So I’m flipping through my February 2014 issue of VOYA Magazine and I see a head-shot of author Mindy McGinnis – what is she doing there I wonder? Her book, Not a Drop to Drink (I’m a fan), is mentioned as being an example of CliFi. Wait – what is this CliFi thing?

You know how we’re always making those displays of climate change induced dystopian fiction for Earth Day? Yeah that, it turns out, is CliFi. Climate Fiction.

According to the VOYA article written by Rebecca Hill, the term CliFi was popularized by Dan Bloom. CliFi is fiction that deals with climate change.

I had never heard this term, but it is perfect.

Last year, Christie put together THIS list of climate change dystopias. Turns out, they are CliFi.

And I put together THIS collection of Earth Day activities, inspired in part by 47 Things You Can Do for the Environment published by Zest Books. Earth Day is coming, a great time to introduce your patrons to CliFi.

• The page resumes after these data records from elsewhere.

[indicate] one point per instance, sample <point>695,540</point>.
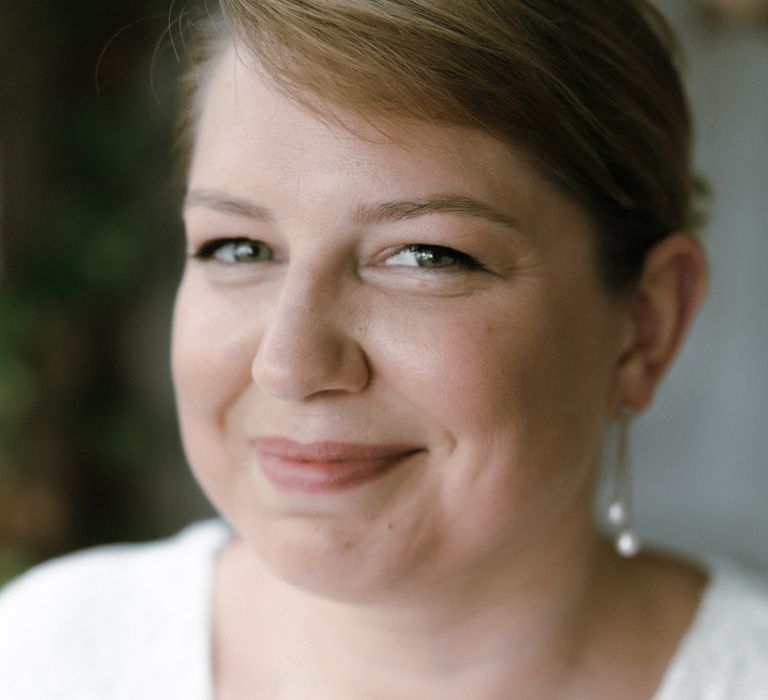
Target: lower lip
<point>321,476</point>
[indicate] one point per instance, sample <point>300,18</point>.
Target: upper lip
<point>329,450</point>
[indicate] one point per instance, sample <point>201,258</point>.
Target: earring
<point>620,504</point>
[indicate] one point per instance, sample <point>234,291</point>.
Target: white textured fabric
<point>125,622</point>
<point>133,622</point>
<point>724,655</point>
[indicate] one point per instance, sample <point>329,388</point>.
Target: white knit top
<point>133,622</point>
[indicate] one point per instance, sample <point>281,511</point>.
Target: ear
<point>671,287</point>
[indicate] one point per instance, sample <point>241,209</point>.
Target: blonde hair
<point>587,88</point>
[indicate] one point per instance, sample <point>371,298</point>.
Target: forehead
<point>252,138</point>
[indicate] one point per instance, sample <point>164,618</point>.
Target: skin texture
<point>480,545</point>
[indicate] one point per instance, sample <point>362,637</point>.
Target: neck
<point>520,623</point>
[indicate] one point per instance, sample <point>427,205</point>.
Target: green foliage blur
<point>90,250</point>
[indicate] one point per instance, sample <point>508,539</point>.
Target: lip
<point>326,467</point>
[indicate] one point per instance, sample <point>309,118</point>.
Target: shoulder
<point>724,654</point>
<point>67,622</point>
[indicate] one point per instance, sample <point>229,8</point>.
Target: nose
<point>311,342</point>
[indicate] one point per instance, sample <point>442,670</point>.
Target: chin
<point>331,560</point>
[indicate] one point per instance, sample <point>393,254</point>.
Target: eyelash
<point>208,251</point>
<point>463,261</point>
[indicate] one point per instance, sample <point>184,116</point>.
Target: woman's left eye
<point>432,257</point>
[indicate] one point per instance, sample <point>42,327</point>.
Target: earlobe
<point>670,290</point>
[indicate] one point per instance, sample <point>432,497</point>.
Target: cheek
<point>518,384</point>
<point>211,363</point>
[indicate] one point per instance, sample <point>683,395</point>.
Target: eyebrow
<point>370,214</point>
<point>227,204</point>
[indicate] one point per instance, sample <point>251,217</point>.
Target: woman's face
<point>393,356</point>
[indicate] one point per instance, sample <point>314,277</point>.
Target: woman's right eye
<point>232,251</point>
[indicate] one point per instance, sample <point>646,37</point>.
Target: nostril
<point>294,362</point>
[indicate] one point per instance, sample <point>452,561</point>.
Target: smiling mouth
<point>326,467</point>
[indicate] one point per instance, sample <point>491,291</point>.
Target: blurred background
<point>91,249</point>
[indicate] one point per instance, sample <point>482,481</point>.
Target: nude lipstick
<point>326,467</point>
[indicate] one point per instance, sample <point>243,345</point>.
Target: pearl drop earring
<point>620,505</point>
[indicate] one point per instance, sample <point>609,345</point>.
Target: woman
<point>434,249</point>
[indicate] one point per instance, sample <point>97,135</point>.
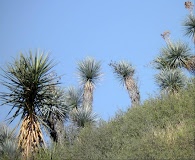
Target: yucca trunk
<point>88,95</point>
<point>59,127</point>
<point>30,136</point>
<point>190,65</point>
<point>133,91</point>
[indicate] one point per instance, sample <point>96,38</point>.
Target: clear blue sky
<point>104,29</point>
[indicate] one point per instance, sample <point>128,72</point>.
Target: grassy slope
<point>162,128</point>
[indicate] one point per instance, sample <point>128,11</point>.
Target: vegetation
<point>28,83</point>
<point>125,72</point>
<point>160,128</point>
<point>89,72</point>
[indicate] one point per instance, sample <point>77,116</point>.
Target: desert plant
<point>125,72</point>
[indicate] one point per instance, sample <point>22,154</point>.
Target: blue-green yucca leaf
<point>175,55</point>
<point>27,82</point>
<point>82,116</point>
<point>189,26</point>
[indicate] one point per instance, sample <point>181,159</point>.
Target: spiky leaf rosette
<point>83,116</point>
<point>173,56</point>
<point>189,25</point>
<point>122,70</point>
<point>27,81</point>
<point>89,72</point>
<point>191,65</point>
<point>171,80</point>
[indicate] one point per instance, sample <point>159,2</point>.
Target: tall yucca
<point>57,114</point>
<point>171,80</point>
<point>89,72</point>
<point>79,115</point>
<point>125,72</point>
<point>189,25</point>
<point>174,55</point>
<point>8,143</point>
<point>27,81</point>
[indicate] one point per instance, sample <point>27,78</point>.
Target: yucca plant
<point>124,72</point>
<point>171,80</point>
<point>55,117</point>
<point>27,81</point>
<point>83,116</point>
<point>189,25</point>
<point>174,55</point>
<point>191,65</point>
<point>89,72</point>
<point>79,114</point>
<point>8,143</point>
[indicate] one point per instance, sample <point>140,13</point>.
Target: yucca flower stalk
<point>27,81</point>
<point>124,72</point>
<point>171,80</point>
<point>89,72</point>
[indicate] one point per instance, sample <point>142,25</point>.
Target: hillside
<point>162,128</point>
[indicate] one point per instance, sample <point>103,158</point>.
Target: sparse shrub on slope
<point>162,128</point>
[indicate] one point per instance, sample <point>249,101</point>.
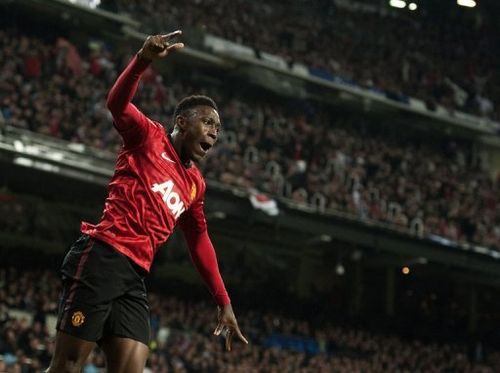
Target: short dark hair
<point>192,101</point>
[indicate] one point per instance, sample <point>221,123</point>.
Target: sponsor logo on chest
<point>170,197</point>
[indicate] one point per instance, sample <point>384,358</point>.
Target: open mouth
<point>205,146</point>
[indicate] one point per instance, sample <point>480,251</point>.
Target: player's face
<point>200,132</point>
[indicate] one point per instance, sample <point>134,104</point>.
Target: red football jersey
<point>152,190</point>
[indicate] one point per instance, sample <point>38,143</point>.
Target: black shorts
<point>103,294</point>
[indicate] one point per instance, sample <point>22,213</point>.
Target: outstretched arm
<point>205,260</point>
<point>128,120</point>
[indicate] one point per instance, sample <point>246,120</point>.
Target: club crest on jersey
<point>171,198</point>
<point>193,192</point>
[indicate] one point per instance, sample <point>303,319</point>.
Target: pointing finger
<point>174,47</point>
<point>229,338</point>
<point>218,329</point>
<point>171,35</point>
<point>240,336</point>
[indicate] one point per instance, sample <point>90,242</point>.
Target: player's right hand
<point>159,46</point>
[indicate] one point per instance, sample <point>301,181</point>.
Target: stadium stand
<point>302,155</point>
<point>279,343</point>
<point>302,152</point>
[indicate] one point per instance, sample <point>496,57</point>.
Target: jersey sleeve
<point>194,227</point>
<point>129,121</point>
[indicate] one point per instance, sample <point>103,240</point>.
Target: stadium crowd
<point>450,62</point>
<point>182,340</point>
<point>305,155</point>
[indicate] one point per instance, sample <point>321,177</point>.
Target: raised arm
<point>128,120</point>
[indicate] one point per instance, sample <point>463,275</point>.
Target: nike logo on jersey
<point>171,198</point>
<point>166,157</point>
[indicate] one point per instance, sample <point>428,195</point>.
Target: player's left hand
<point>228,325</point>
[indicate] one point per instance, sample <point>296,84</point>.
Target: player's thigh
<point>124,355</point>
<point>70,353</point>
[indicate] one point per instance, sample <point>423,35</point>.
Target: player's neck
<point>176,139</point>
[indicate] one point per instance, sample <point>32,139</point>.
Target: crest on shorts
<point>78,318</point>
<point>193,191</point>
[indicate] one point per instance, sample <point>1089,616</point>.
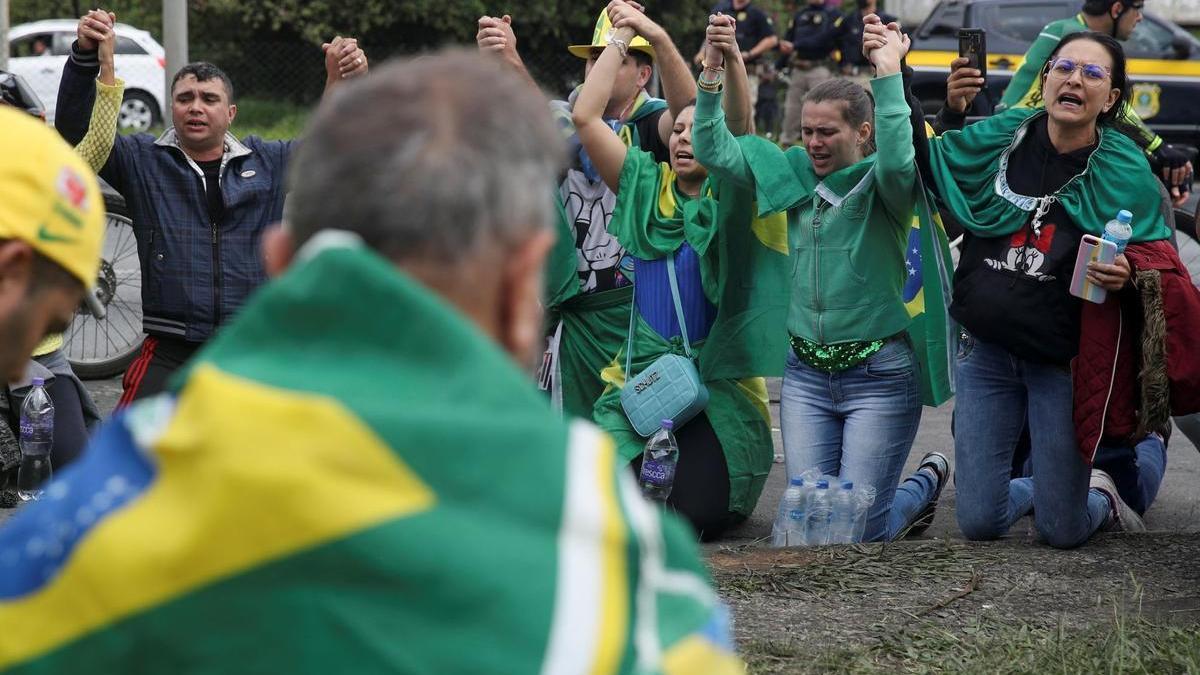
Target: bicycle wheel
<point>100,348</point>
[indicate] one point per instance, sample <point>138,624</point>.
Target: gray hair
<point>435,159</point>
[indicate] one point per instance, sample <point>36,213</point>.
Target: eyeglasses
<point>1093,73</point>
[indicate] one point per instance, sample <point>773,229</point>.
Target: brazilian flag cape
<point>970,169</point>
<point>784,180</point>
<point>593,324</point>
<point>743,270</point>
<point>352,478</point>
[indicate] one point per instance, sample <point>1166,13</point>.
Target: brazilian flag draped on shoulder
<point>743,261</point>
<point>352,478</point>
<point>586,327</point>
<point>785,179</point>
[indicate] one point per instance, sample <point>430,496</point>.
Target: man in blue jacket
<point>199,199</point>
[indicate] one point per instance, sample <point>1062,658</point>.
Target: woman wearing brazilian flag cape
<point>1027,185</point>
<point>859,364</point>
<point>675,214</point>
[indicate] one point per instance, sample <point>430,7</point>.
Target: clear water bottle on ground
<point>1120,230</point>
<point>36,440</point>
<point>789,529</point>
<point>864,499</point>
<point>841,523</point>
<point>659,464</point>
<point>819,513</point>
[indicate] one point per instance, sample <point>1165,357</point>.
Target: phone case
<point>1091,249</point>
<point>973,45</point>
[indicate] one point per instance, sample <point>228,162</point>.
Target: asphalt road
<point>1176,509</point>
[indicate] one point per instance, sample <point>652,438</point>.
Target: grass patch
<point>271,120</point>
<point>844,571</point>
<point>1123,645</point>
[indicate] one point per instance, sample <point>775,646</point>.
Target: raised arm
<point>678,88</point>
<point>605,148</point>
<point>77,90</point>
<point>712,141</point>
<point>497,37</point>
<point>895,169</point>
<point>343,60</point>
<point>97,143</point>
<point>723,43</point>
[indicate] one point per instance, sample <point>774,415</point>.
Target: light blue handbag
<point>669,388</point>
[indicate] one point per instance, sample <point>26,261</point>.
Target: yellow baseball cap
<point>600,40</point>
<point>48,196</point>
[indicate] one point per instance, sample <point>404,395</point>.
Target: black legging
<point>701,491</point>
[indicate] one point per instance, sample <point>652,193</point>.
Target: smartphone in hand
<point>973,45</point>
<point>1091,249</point>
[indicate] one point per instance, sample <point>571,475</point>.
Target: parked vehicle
<point>37,52</point>
<point>1164,59</point>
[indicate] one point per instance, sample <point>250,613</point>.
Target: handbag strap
<point>679,316</point>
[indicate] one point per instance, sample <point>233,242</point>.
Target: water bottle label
<point>658,473</point>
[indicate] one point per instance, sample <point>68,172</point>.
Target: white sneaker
<point>1123,518</point>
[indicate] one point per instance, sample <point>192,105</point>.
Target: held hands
<point>885,46</point>
<point>343,59</point>
<point>496,36</point>
<point>963,85</point>
<point>720,42</point>
<point>629,15</point>
<point>1110,276</point>
<point>94,28</point>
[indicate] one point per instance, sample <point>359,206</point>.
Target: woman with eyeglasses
<point>1027,184</point>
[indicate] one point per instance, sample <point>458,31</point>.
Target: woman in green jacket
<point>850,402</point>
<point>669,214</point>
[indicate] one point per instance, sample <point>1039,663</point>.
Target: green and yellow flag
<point>352,478</point>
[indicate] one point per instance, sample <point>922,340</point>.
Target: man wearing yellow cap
<point>592,299</point>
<point>51,233</point>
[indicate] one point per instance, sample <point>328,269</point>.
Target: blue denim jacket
<point>195,276</point>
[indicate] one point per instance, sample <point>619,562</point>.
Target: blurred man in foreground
<point>358,475</point>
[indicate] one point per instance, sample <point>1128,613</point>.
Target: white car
<point>40,49</point>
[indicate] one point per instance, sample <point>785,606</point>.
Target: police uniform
<point>753,25</point>
<point>814,35</point>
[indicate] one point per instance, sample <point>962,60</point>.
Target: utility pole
<point>4,35</point>
<point>174,41</point>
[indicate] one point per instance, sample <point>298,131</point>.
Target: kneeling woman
<point>1027,185</point>
<point>667,215</point>
<point>851,400</point>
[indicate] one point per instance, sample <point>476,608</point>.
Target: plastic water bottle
<point>864,499</point>
<point>841,523</point>
<point>1120,231</point>
<point>819,513</point>
<point>36,440</point>
<point>789,529</point>
<point>659,463</point>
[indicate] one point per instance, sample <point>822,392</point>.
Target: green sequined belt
<point>834,358</point>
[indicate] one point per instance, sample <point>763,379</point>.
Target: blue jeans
<point>996,393</point>
<point>859,424</point>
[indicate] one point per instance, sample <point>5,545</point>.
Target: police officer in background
<point>855,65</point>
<point>809,45</point>
<point>755,33</point>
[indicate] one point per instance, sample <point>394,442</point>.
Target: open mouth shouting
<point>1068,101</point>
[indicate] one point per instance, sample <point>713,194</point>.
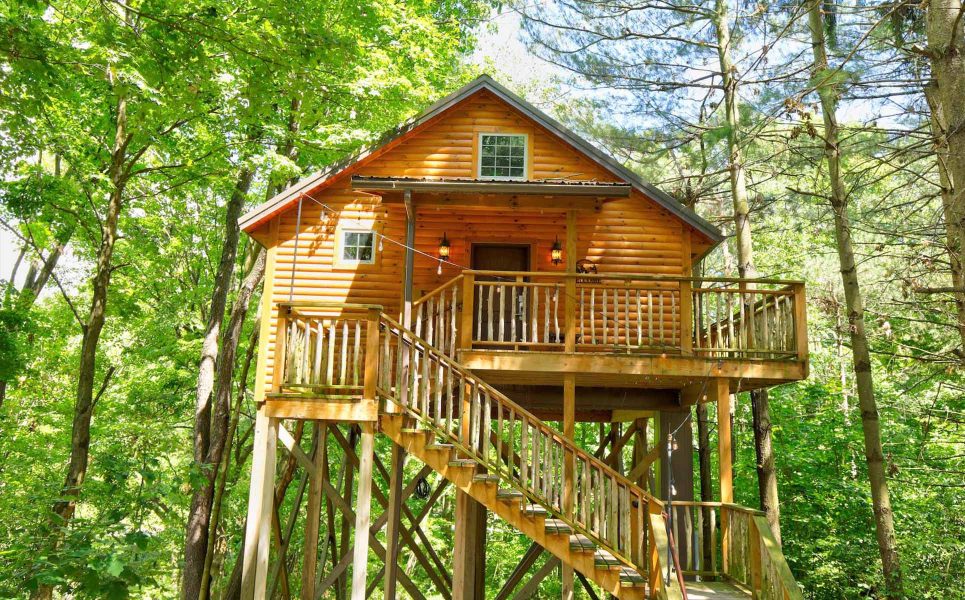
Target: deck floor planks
<point>715,591</point>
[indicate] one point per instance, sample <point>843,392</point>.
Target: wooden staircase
<point>570,503</point>
<point>532,519</point>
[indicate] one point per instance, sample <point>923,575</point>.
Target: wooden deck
<point>715,591</point>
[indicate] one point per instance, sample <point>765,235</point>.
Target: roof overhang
<point>479,186</point>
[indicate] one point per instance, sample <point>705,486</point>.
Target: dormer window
<point>502,156</point>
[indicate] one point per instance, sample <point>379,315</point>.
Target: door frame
<point>530,250</point>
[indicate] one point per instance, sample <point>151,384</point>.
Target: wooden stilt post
<point>721,395</point>
<point>313,515</point>
<point>363,508</point>
<point>261,498</point>
<point>462,582</point>
<point>392,534</point>
<point>469,550</point>
<point>569,470</point>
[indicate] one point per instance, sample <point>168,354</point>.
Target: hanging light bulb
<point>556,252</point>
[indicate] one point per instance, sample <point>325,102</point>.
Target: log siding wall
<point>630,235</point>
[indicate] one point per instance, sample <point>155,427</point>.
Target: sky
<point>499,47</point>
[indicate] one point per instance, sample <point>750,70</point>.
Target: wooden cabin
<point>471,287</point>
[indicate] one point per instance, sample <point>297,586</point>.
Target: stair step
<point>581,543</point>
<point>604,560</point>
<point>507,495</point>
<point>485,478</point>
<point>631,578</point>
<point>558,526</point>
<point>414,430</point>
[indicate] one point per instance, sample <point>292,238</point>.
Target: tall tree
<point>945,33</point>
<point>827,82</point>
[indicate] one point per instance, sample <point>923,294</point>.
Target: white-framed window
<point>356,247</point>
<point>502,156</point>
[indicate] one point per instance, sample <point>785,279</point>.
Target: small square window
<point>502,156</point>
<point>358,247</point>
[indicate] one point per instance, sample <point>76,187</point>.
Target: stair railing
<point>508,441</point>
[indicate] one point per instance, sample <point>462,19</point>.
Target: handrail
<point>454,403</point>
<point>438,290</point>
<point>632,277</point>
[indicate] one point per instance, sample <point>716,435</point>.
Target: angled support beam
<point>363,513</point>
<point>254,569</point>
<point>529,589</point>
<point>529,559</point>
<point>394,513</point>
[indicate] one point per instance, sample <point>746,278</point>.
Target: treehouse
<point>470,288</point>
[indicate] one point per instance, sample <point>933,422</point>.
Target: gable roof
<point>287,197</point>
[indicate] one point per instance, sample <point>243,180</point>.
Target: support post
<point>469,549</point>
<point>569,464</point>
<point>720,390</point>
<point>468,310</point>
<point>570,286</point>
<point>313,514</point>
<point>363,509</point>
<point>261,500</point>
<point>392,534</point>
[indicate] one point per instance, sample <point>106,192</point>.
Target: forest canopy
<point>826,140</point>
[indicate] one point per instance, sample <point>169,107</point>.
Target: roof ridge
<point>283,199</point>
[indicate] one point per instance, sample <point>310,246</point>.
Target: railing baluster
<point>501,292</point>
<point>650,317</point>
<point>593,315</point>
<point>534,317</point>
<point>490,312</point>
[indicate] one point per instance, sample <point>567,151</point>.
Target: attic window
<point>358,247</point>
<point>502,156</point>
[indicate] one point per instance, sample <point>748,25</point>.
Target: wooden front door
<point>496,306</point>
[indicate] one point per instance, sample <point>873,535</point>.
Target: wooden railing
<point>512,444</point>
<point>322,348</point>
<point>744,550</point>
<point>710,318</point>
<point>355,351</point>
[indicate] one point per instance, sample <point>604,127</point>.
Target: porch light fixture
<point>444,247</point>
<point>556,252</point>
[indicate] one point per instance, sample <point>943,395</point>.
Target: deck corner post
<point>468,299</point>
<point>569,304</point>
<point>392,534</point>
<point>800,321</point>
<point>261,500</point>
<point>363,506</point>
<point>686,317</point>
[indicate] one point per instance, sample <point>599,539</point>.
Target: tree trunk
<point>884,518</point>
<point>36,280</point>
<point>706,482</point>
<point>766,475</point>
<point>945,29</point>
<point>197,536</point>
<point>63,508</point>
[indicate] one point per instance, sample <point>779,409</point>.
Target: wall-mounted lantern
<point>444,247</point>
<point>556,253</point>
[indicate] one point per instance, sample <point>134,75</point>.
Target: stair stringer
<point>484,492</point>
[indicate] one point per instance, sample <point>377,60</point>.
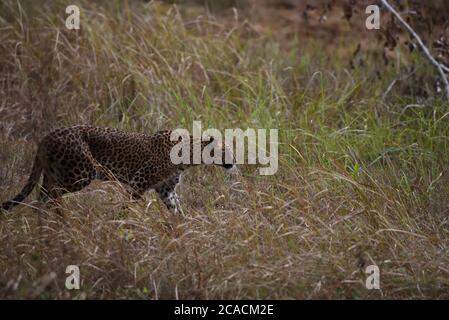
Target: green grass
<point>361,180</point>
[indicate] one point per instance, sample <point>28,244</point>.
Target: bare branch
<point>424,49</point>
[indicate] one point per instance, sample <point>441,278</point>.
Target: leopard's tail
<point>29,186</point>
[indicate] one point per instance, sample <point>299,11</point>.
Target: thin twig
<point>421,44</point>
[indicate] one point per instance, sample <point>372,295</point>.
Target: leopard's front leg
<point>168,195</point>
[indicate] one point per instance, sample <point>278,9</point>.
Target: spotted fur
<point>70,158</point>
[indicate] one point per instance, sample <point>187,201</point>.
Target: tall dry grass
<point>361,180</point>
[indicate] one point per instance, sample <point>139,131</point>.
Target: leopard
<point>70,158</point>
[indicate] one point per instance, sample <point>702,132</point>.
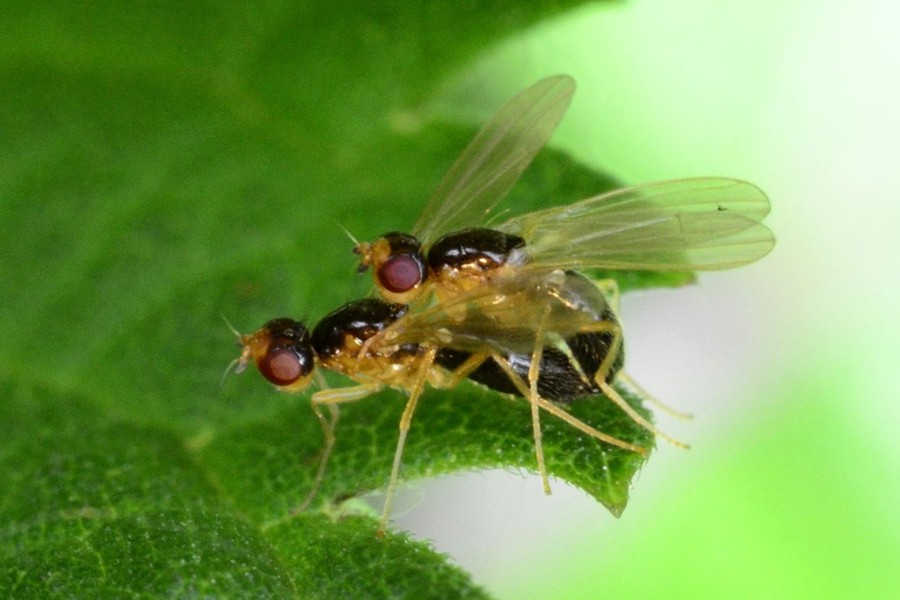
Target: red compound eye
<point>281,366</point>
<point>401,273</point>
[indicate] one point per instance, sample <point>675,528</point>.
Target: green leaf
<point>162,166</point>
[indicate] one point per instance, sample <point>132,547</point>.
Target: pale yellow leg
<point>405,421</point>
<point>331,398</point>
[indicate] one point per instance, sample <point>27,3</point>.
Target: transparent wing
<point>503,317</point>
<point>495,159</point>
<point>686,224</point>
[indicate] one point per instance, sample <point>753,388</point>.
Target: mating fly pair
<point>508,305</point>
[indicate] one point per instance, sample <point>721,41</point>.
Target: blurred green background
<point>789,366</point>
<point>792,486</point>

And here are 5 2014 CliFi books out now or later this year:

Endangerd and Threatened by Eliot Schrefer

Publisher’s Description: “As he did in his acclaimed novel Endangered, a finalist for the National Book Award, Eliot Schrefer takes us somewhere fiction rarely goes, introducing us to characters we rarely get to meet. The unforgettable result is the story of a boy fleeing his present, a man fleeing his past, and a trio of chimpanzees who are struggling not to flee at all.” See entire description at Goodreads. Published February 25, 2014 by Scholastic Press. ISBN: 9780545551434.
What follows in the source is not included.